As for shimming the diffs, the plastic cases fit the diffs pretty tight on the output side. So you really only need to shim the pinion. Ditch the Teflon washer and get some 8x6x.2mm shims to fit on the pinion. This size shim will only contact the inner race of the bearing and not hit the bearing shielding. This size can also be used to shim the spider gears if needed but the Emaxx diffs usually don't have too much play. You want to place them between the pinion gear and the first bearing. Assemble the diff including the drive cup or center shaft. Then pull out slightly on the pinion drive cup to make sure it's up against the bearing and turn to check the mesh. Once you're satisfied with the pinion depth, see if you can push the pinion in. If you can push the pinion in this obviously changes the pinion depth and mesh. Add shims behind the drive cup on the assembled diff until you can't push it in anymore. |
Originally Posted by Overdriven
(Post 13875087)
The diffs come with 30k fluid in them. Personally I liked my big block Maxx with the 30k so I'd at least try them out with that fluid.

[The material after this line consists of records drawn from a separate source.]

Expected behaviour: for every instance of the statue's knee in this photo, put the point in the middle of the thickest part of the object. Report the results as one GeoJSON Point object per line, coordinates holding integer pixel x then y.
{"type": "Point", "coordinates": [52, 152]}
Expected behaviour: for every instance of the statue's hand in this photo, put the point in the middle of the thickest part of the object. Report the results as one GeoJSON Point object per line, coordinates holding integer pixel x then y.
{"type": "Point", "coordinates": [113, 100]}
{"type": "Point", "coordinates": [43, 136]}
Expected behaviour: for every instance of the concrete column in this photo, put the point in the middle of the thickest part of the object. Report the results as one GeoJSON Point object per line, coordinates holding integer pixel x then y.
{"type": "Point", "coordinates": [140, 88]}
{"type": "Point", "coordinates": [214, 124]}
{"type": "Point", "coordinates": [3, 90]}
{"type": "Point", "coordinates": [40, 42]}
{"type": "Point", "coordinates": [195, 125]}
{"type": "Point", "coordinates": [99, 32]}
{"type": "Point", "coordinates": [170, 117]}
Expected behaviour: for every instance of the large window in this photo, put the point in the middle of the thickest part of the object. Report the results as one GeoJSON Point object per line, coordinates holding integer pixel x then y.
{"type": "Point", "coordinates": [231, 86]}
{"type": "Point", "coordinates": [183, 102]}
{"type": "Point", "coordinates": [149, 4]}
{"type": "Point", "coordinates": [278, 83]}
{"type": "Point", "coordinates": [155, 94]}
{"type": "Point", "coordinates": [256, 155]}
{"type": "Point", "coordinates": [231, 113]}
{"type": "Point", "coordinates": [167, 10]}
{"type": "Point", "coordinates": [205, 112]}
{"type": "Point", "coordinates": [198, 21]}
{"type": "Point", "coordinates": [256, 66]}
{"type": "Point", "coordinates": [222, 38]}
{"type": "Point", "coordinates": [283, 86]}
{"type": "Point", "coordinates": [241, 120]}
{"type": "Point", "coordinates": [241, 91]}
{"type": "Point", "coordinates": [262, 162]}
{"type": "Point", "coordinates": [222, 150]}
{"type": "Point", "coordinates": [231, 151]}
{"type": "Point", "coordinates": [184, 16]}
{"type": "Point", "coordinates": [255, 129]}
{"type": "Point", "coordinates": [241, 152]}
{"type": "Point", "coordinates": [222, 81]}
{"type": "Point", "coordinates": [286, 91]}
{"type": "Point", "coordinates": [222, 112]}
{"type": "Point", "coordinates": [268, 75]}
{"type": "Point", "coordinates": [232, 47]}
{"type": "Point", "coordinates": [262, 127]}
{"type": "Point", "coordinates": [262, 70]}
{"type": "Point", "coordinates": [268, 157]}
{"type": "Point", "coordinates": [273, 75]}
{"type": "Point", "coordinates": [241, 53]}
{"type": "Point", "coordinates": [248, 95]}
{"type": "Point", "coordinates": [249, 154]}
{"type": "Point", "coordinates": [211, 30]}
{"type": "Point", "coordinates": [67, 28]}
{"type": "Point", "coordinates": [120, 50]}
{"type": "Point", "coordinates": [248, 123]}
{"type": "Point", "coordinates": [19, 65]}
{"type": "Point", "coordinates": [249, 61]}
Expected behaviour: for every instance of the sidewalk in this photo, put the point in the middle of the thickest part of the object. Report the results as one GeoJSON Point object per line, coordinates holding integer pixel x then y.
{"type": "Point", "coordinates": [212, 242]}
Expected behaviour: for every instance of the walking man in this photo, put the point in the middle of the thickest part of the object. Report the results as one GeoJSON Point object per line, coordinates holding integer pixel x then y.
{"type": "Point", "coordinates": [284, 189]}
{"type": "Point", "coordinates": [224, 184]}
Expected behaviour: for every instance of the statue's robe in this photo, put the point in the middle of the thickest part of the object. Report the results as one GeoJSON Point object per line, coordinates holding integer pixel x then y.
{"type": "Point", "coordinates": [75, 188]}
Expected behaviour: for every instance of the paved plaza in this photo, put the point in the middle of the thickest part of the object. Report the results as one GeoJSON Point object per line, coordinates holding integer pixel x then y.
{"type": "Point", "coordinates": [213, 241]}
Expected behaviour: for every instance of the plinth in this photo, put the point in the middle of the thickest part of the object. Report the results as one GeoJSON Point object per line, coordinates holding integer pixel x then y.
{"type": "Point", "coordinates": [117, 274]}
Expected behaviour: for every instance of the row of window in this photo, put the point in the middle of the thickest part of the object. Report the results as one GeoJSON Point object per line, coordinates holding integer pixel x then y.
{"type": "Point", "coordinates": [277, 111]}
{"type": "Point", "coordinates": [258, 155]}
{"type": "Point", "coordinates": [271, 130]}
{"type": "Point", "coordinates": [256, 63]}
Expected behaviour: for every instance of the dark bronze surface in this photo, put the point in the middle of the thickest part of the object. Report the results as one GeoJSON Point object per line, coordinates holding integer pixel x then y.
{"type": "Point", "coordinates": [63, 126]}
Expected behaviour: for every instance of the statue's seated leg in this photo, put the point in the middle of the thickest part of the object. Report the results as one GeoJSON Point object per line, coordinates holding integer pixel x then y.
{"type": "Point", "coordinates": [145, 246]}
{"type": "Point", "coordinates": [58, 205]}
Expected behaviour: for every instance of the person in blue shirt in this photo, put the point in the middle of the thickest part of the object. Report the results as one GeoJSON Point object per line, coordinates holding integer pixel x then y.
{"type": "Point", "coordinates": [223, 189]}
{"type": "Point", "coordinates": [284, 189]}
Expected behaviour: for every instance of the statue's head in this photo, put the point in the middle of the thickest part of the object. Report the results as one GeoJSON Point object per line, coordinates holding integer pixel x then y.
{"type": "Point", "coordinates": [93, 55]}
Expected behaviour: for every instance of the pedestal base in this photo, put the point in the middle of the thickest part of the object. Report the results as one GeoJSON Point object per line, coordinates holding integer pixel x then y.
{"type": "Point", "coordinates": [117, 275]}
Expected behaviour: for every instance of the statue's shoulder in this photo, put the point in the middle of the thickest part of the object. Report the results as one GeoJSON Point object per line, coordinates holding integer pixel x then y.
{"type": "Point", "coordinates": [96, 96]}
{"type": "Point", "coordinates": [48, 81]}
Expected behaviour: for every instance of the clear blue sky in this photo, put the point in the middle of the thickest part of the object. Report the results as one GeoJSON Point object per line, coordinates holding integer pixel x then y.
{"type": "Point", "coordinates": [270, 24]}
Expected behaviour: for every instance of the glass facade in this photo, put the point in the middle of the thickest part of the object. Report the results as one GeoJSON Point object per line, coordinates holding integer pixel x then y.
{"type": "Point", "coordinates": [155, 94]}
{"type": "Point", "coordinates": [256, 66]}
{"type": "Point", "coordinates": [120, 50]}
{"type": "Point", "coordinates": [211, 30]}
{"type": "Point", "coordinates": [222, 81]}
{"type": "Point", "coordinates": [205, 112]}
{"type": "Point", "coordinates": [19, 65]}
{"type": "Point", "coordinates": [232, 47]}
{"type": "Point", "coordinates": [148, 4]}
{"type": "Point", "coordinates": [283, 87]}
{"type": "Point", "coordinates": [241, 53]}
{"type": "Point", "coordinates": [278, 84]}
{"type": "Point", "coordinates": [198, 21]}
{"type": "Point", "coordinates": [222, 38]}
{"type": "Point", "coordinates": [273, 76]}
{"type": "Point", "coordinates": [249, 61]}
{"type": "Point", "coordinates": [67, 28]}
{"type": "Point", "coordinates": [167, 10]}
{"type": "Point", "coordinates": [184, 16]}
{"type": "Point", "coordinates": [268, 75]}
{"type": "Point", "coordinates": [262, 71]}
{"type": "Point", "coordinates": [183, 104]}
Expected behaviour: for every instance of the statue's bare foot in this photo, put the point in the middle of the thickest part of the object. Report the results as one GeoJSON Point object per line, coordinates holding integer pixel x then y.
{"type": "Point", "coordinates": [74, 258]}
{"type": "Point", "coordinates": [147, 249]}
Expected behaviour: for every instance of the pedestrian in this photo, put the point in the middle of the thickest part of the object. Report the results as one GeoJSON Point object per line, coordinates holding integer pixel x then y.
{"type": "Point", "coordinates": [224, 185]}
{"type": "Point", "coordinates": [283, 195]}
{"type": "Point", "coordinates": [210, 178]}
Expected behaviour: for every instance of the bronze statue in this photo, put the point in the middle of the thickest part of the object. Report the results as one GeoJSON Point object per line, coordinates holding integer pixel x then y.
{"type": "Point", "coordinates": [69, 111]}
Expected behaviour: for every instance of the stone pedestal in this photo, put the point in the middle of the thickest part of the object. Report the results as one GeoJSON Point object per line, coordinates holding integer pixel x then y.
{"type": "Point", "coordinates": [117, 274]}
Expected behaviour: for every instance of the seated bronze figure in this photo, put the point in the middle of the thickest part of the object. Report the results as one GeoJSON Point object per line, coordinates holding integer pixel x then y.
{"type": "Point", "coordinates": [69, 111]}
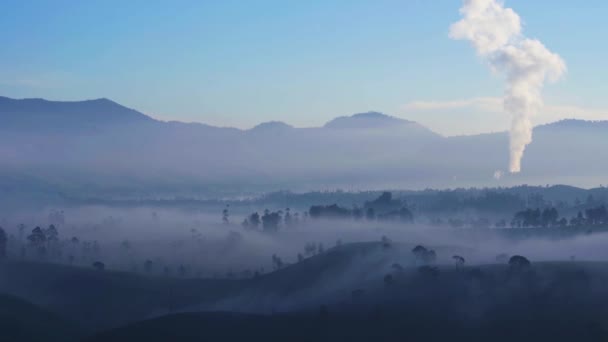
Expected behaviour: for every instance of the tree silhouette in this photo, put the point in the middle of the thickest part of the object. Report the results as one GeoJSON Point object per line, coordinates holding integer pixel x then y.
{"type": "Point", "coordinates": [3, 242]}
{"type": "Point", "coordinates": [98, 265]}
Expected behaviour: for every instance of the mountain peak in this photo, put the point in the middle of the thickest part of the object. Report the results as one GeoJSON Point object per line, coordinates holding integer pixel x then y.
{"type": "Point", "coordinates": [29, 113]}
{"type": "Point", "coordinates": [271, 125]}
{"type": "Point", "coordinates": [366, 120]}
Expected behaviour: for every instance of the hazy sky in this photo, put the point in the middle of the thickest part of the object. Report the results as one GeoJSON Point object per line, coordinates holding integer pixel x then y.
{"type": "Point", "coordinates": [238, 63]}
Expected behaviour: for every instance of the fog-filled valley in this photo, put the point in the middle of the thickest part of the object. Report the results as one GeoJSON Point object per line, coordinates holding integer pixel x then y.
{"type": "Point", "coordinates": [328, 258]}
{"type": "Point", "coordinates": [314, 171]}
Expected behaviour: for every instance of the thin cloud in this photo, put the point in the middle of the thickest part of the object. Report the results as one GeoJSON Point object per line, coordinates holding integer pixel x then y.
{"type": "Point", "coordinates": [549, 113]}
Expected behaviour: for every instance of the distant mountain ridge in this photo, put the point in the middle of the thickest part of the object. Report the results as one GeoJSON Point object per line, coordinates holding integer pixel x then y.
{"type": "Point", "coordinates": [101, 143]}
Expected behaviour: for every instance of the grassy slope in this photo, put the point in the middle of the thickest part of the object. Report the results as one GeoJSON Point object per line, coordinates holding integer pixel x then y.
{"type": "Point", "coordinates": [100, 300]}
{"type": "Point", "coordinates": [22, 321]}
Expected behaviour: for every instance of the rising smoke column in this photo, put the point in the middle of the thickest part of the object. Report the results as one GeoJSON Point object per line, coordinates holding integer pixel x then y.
{"type": "Point", "coordinates": [496, 33]}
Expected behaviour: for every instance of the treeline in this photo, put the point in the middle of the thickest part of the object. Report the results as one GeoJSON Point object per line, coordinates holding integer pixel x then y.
{"type": "Point", "coordinates": [383, 208]}
{"type": "Point", "coordinates": [549, 217]}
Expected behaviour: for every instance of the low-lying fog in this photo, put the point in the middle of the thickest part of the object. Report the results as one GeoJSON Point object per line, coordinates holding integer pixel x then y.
{"type": "Point", "coordinates": [174, 242]}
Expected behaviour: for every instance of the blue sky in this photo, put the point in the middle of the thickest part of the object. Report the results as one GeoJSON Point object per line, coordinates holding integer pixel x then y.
{"type": "Point", "coordinates": [238, 63]}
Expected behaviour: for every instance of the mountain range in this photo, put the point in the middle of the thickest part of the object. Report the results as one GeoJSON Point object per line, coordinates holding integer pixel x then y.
{"type": "Point", "coordinates": [97, 147]}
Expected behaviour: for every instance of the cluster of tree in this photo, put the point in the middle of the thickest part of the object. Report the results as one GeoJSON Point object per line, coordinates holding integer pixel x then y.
{"type": "Point", "coordinates": [384, 208]}
{"type": "Point", "coordinates": [548, 217]}
{"type": "Point", "coordinates": [597, 215]}
{"type": "Point", "coordinates": [270, 221]}
{"type": "Point", "coordinates": [424, 255]}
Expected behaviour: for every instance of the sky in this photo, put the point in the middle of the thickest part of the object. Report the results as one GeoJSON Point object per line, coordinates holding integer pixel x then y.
{"type": "Point", "coordinates": [239, 63]}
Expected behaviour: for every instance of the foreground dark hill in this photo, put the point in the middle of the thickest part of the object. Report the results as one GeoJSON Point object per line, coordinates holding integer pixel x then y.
{"type": "Point", "coordinates": [100, 300]}
{"type": "Point", "coordinates": [99, 148]}
{"type": "Point", "coordinates": [22, 321]}
{"type": "Point", "coordinates": [546, 302]}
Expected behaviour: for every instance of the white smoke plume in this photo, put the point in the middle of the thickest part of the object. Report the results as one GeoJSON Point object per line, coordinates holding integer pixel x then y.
{"type": "Point", "coordinates": [496, 33]}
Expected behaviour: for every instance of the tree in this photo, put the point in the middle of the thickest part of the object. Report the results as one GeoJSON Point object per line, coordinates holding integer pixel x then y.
{"type": "Point", "coordinates": [388, 280]}
{"type": "Point", "coordinates": [37, 239]}
{"type": "Point", "coordinates": [518, 263]}
{"type": "Point", "coordinates": [254, 220]}
{"type": "Point", "coordinates": [288, 218]}
{"type": "Point", "coordinates": [226, 215]}
{"type": "Point", "coordinates": [370, 214]}
{"type": "Point", "coordinates": [98, 265]}
{"type": "Point", "coordinates": [277, 263]}
{"type": "Point", "coordinates": [459, 261]}
{"type": "Point", "coordinates": [271, 220]}
{"type": "Point", "coordinates": [148, 266]}
{"type": "Point", "coordinates": [3, 241]}
{"type": "Point", "coordinates": [424, 255]}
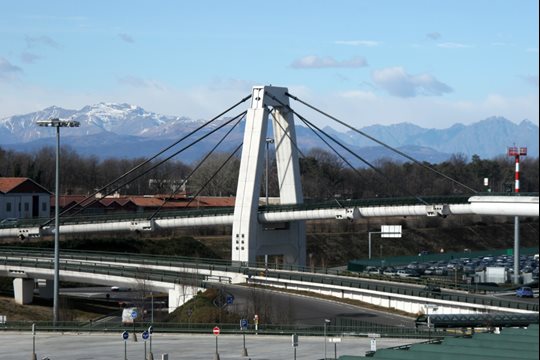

As for shimming the diffs, the plastic cases fit the diffs pretty tight on the output side. So you really only need to shim the pinion. Ditch the Teflon washer and get some 8x6x.2mm shims to fit on the pinion. This size shim will only contact the inner race of the bearing and not hit the bearing shielding. This size can also be used to shim the spider gears if needed but the Emaxx diffs usually don't have too much play. You want to place them between the pinion gear and the first bearing. Assemble the diff including the drive cup or center shaft. Then pull out slightly on the pinion drive cup to make sure it's up against the bearing and turn to check the mesh. Once you're satisfied with the pinion depth, see if you can push the pinion in. If you can push the pinion in this obviously changes the pinion depth and mesh. Add shims behind the drive cup on the assembled diff until you can't push it in anymore. |
30k is like water in a maxx. I run 100k in my maxx with 1/8 buggy diffs, and 500k in my maxx with stock diffs.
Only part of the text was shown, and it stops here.